So, the story finally gets rolling around the end of the first act when there is some confusion about what “tuning a piano” actually means during a conversation between Blatz and Obrum. That and Susch believes the joshing of her lesbian midwife to be actual advice on how she should live her life.
This sets up the second act to be how I would expect a Mennonite version of Three’s Company to play out. But not before the appearance of the Brummtopp right at the end of the first act.
For those not in the know, the Brummtopp is a noisemaker which Mennonites would use to ring-in the new year.
In a talk a couple of days after the night I saw the production, Weibe said that some Mennonites were not permitted to use musical instruments, but the Brummtopp was considered a “noise maker” not an “instrument” so they would go around “not playing” this thing. Sounds very bureaucratic.
Anyway, without knowing this, the last minute of the first act appears a clumsy way to send the audience off to an intermission. It kind of has to be seen to be believed, but it stands in very stark contrast to everything that was seen before it. Especially since it involved the lesbian midwife dressed in drag. But I guess that helps balance off the man in the dress from earlier.
The play marches on in the second half. Susch’s belly shows more and more (a handy device to move time forward on the stage). Blatz stays busy not fixing the piano. Obrum is largely absent, busy at work trying to earn enough money to build a bigger house. I don’t really remember what the lesbian midwife was up to, she made her move in the first act and didn’t really do anything.
Ok, I tell I lie, she tries to destroy the piano with an ax towards the end of the play. But that dramatic tension is diffused by way of Susch giving birth. Nobody saw that coming, right?
Apparently the child “looks just like his mother” although I’m gonna guess that a decade or so down the road, there might be some whispers around town.
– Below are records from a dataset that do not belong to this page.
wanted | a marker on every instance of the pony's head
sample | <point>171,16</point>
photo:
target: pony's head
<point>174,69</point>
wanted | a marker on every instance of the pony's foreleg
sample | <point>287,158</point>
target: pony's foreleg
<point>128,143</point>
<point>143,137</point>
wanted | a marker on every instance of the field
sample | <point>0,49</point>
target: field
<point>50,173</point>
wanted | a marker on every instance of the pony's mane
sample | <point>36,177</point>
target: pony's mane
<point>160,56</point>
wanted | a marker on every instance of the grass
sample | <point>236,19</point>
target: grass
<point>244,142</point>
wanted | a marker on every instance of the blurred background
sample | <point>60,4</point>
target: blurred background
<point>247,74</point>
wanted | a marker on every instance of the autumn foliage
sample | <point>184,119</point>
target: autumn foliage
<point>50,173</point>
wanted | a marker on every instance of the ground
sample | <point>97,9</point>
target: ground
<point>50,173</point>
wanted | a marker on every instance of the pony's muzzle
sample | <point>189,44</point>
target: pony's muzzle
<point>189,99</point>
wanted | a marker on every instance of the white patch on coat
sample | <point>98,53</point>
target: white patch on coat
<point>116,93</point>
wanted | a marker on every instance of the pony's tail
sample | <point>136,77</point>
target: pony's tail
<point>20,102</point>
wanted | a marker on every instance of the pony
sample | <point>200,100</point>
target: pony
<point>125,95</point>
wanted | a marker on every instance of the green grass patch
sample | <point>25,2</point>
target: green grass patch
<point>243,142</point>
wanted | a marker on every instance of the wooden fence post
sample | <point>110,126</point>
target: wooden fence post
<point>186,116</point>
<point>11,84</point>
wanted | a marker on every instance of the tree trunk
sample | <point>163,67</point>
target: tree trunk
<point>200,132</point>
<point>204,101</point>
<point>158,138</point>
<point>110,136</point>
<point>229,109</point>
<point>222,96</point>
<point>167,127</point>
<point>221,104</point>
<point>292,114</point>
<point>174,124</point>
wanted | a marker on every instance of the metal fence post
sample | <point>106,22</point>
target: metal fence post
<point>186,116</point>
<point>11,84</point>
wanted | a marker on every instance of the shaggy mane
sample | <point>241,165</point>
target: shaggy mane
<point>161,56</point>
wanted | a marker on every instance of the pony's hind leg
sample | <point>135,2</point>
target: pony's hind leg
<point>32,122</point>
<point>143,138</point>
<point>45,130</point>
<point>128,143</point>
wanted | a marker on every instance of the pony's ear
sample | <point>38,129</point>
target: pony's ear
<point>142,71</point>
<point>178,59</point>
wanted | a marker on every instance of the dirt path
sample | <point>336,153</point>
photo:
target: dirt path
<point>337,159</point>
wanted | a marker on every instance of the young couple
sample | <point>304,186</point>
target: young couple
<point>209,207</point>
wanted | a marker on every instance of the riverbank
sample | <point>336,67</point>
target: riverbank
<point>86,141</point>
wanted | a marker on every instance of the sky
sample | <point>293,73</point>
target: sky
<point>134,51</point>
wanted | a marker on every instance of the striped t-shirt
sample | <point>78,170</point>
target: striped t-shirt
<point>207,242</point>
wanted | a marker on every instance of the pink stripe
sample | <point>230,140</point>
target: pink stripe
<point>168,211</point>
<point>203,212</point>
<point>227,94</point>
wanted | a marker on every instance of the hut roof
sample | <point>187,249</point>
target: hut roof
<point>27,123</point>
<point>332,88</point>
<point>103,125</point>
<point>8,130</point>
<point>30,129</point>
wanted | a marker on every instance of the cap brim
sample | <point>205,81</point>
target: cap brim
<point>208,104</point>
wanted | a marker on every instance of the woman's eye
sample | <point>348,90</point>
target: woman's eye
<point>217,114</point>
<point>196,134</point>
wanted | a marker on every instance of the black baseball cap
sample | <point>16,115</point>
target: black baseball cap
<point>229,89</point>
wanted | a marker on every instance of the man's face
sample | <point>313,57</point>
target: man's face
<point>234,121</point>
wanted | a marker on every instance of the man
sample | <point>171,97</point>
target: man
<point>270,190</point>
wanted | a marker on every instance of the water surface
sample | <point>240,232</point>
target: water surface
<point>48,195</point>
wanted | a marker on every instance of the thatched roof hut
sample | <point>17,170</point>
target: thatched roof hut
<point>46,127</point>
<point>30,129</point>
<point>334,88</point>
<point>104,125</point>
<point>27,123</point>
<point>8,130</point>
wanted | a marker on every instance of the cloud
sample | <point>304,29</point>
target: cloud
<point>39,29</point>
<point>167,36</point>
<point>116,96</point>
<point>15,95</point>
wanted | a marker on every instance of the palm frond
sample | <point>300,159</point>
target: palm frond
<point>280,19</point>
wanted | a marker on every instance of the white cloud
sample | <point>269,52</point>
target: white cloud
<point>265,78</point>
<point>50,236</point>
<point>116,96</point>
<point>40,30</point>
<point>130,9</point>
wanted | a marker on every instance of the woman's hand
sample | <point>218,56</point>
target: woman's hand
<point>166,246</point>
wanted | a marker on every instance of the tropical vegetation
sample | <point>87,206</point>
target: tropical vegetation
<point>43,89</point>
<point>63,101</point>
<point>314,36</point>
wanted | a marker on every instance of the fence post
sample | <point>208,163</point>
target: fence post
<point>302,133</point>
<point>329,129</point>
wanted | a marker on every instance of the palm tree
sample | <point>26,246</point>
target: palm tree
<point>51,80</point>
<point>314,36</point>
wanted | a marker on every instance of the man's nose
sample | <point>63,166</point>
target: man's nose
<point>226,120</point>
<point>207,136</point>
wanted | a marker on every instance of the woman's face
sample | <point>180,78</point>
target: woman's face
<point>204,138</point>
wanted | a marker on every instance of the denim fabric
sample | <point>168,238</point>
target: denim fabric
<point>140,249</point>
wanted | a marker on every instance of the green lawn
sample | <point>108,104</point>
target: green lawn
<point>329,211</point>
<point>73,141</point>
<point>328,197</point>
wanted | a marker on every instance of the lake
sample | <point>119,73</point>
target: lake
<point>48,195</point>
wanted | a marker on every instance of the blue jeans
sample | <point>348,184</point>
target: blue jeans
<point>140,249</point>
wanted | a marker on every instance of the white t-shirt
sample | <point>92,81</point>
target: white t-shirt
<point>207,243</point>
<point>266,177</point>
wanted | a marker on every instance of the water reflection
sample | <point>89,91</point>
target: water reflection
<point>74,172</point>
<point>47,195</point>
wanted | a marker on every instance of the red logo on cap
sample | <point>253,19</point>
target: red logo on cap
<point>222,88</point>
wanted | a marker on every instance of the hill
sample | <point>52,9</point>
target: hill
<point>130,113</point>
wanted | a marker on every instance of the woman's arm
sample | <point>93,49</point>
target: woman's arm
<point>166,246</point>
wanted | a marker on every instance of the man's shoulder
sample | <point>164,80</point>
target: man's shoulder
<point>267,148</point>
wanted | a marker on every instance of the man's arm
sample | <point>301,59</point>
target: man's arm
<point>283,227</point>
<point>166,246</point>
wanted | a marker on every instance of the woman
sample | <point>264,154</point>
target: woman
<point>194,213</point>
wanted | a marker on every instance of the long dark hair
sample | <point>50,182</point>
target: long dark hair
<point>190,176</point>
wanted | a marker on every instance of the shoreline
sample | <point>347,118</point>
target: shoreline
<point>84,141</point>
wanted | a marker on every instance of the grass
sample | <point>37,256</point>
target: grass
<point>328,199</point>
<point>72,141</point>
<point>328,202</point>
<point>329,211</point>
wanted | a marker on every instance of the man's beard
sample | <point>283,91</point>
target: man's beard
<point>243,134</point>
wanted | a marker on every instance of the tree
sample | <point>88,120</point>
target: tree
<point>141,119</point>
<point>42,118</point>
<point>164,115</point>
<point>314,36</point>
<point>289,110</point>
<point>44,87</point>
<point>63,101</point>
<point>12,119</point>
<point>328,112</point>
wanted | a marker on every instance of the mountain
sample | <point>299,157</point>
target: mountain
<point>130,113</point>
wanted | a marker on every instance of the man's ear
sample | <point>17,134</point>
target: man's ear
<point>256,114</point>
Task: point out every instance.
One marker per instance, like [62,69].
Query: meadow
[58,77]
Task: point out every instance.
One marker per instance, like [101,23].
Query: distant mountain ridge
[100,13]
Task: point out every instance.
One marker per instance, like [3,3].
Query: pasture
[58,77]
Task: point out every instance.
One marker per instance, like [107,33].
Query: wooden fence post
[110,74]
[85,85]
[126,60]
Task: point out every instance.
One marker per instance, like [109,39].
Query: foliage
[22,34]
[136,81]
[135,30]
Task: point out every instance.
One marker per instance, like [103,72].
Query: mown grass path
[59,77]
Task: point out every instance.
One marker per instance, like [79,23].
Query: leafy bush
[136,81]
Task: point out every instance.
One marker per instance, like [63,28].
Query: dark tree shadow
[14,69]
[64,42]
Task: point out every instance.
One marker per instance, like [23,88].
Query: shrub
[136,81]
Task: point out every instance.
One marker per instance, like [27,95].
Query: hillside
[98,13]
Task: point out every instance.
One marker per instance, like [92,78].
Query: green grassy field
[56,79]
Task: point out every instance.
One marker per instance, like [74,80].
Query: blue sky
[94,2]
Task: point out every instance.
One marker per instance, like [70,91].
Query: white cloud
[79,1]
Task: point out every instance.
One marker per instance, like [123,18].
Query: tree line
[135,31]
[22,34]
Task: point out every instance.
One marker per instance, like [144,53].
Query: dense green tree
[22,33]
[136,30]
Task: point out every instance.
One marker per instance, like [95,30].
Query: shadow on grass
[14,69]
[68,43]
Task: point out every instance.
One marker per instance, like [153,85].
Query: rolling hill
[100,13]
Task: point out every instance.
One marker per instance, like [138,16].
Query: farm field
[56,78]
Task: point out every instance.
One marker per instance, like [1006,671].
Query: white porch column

I’m not sure I took away everything from this play that I could have. I suffer from a lack of being rasied speaking low German, which made it difficult for me to follow some of the dialogue. Some of it was explained afterwards, but it still seems like I missed something.
The audience the night I was there would make a very strange population pyramid, should anyone ever be inclined to do such a thing. There was a large number of my classmates there, many (perhaps most) between 20 and 25 years of age. There were also many in attendance old enough to remember the cold war. It appeared to appeal more to the latter crowd.